WSV-Trainer Björn Mehnert sah nach dem Schlusspfiff zwei grundverschiedene Halbzeiten - aber mit gleichen Windverhältnissen: „In der ersten Halbzeit hatten wir mit Rückenwind mehr vom Spiel und sind aus meiner Sicht verdient mit einer 2:0-Führung in die Halbzeitpause gegangen. In der Kabine habe ich die Mannschaft darauf hingewiesen, dass es dennoch in der zweiten Spielhälfte schwierig wird, da wir in dieser gegen den Wind spielen würden. Mit dem Wind im Rücken hat der Gegner dann auch - wie wir in der ersten Halbzeit - mehr Druck aufbauen können. Es ist natürlich schon ärgerlich, nach einer 2:0-Führung im Rücken am Ende nur 2:2 zu spielen. Aber wenn man sieht, welch junge Mannschaft wir heute auf dem Platz hatten, dann hat sie es echt klasse gemacht. Besonders in der ersten Halbzeit haben wir es richtig gut gemacht, in der zweiten Hälfte haben wir es in einigen Situationen etwas zu tief verteidigt.“ Welche Rolle spielte der schnelle Treffer zum 1:2 (47.) aus Sicht von „Mehne“?: „Wenn wir den Anschlusstreffer nach einem Ballverlust - wo wir den Ball kurz hinter der Mittellinie nicht verlieren dürfen und uns dann im Zentrum zu einfach ausspielen lassen - nicht so schnell nach Wiederbeginn bekommen und wir länger den 2:0-Vorsprung halten, gewinnen wir das Spiel am Ende sehr wahrscheinlich. Letztendlich war es am Schluss ein gerechtes Ergebnis. Mit dem Wind hat der Gegner in der zweiten Halbzeit "Rückenwind" bekommen." Trotzdem sieht unser Trainer die Mannschaft auf einem weiterhin guten Weg: „Die Jungs haben nach den letzten beiden Spielen - gegen Bergisch Gladbach haben wir nicht gut und bei Preußen Münster nicht mutig genug gespielt - eine Reaktion gezeigt und es insgesamt gut gemacht. Das sah heute ganz anders aus und darauf lässt es sich für die kommenden Wochen aufbauen. Jeder Punkt zählt!“ Apropos kommende Wochen: Nach einer Woche im regulären Trainingsbetrieb warten zu Ostern drei aufeinander folgende englische Wochen auf das Team. Wie geht Trainer Björn Mehnert diese intensive Phase an? „Endlich Training (lacht).

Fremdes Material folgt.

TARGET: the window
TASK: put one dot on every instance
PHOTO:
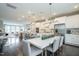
(13, 28)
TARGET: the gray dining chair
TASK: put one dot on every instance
(55, 46)
(29, 50)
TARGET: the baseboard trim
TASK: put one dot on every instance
(71, 45)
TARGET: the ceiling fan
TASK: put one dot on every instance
(11, 6)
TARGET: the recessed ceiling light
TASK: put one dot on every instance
(54, 13)
(23, 16)
(76, 6)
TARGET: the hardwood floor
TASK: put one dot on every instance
(11, 50)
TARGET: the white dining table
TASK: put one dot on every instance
(38, 42)
(42, 44)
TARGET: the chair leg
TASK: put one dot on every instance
(52, 53)
(42, 53)
(45, 52)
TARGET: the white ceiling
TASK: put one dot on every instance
(33, 11)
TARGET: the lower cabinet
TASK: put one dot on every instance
(72, 39)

Wir werden die nächste Woche gut nutzen, weil es in den dann folgenden Wochen eher um Regeneration zwischen den Spielen geht. Deswegen freuen wir uns jetzt auf eine normale Woche im Trainingsablauf und gehen dann gut vorbereitet in die englischen Wochen. Wir haben heute aber gesehen, dass wir viele junge Spieler haben, die sofort in die Bresche springen können. Von daher ist alles in Ordnung."

Unser sportlicher Leiter, Stephan Küsters, antwortete auf die Frage, wie bitter das 2:2-Unentschieden nach einer 2:0-Führung ist, wie folgt: "Bitter würde ich jetzt nicht sagen. Wir sind auf eine gute Mannschaft getroffen und hatten heute ein sehr junges Team auf dem Platz, weil wichtige Säulen heute nicht spielen konnten. Moritz Römling ist wegen einer Vollsperrung auf der Autobahn erst kurz vor Anpfiff angekommen, so dass wir kurzfristig noch mal umstellen mussten. Wir haben die Tore zu einfach bekommen und müssen besser verteidigen. Aber wer hier im Stadion war, hat die Witterungsbedingungen mit dem extremen Wind gesehen. In der zweiten Halbzeit war es gegen den Wind schwer, sich zu befreien - die Spieler konnten kaum lange Bälle spielen. Wir sind dann hinten reingedrängt worden. Die Probleme, die Straelen in der ersten Halbzeit hatte, hatten wir dann in der zweiten Hälfte. Das sind witterungsbedingte Einflüsse, die man nicht beeinflussen kann. Klar hätten wir nach einer 2:0-Führung gerne gewonnen und bei anderen Witterungsbedingungen hätte ich mich schwarz geärgert, aber so putze ich mir den Mund ab und nehme den Punkt mit."

Weiter geht es für die Rot-Blauen am kommenden Samstag, den 03.04.2021 um 14:00 Uhr mit dem Heimspiel im Stadion am Zoo gegen den VfB Homberg.

Spieldaten:

Aufstellung SV Straelen: 

27 Robin Udegbe – 5 Ole Päffgen, 15 Adil Lachheb, 3 Jelle van Benthem, 2 Kino Delorge – 25 Jannis Kübler, 6 Maximilian Funk (46. 13 Kaito Mizuta) – 10 Aaram Abdelkarim (66. 29 Yassine Bouchama), 33 Kevin Weggen (71. 21 Cagatay Kader), 20 Tobias Peitz – 19 Malek Fakhro (90.+3 23 Konstantin Möllering)

Trainer: Benedict Weeks

Aufstellung Wuppertaler SV:

31 Sebastian Patzler – 19 Furkan Tasdemir (84. 11 Jonas Erwig-Drüppel), 5 Tjorben Uphoff, 21 Noah Salau, 13 Joelle Tomczak (51. 3 Moritz Römling) – 4 Daniel Nesseler, 10 Kevin Rodrigues Pires (73. 8 Daniel Grebe) – 9 Beyhan Ametov, 7 Semir Saric, 30 Kevin Hagemann – 14 Mateo Aramburu (58. 48 Marco Königs)

Trainer: Björn Mehnert

Stadion: Stadion an der Römerstraße

Zuschauer: 0

Tore: 0:1 Ametov (31.), 0:2 Saric (45.), 1:2 Mizuta (47.), 2:2 Fakhro (82.)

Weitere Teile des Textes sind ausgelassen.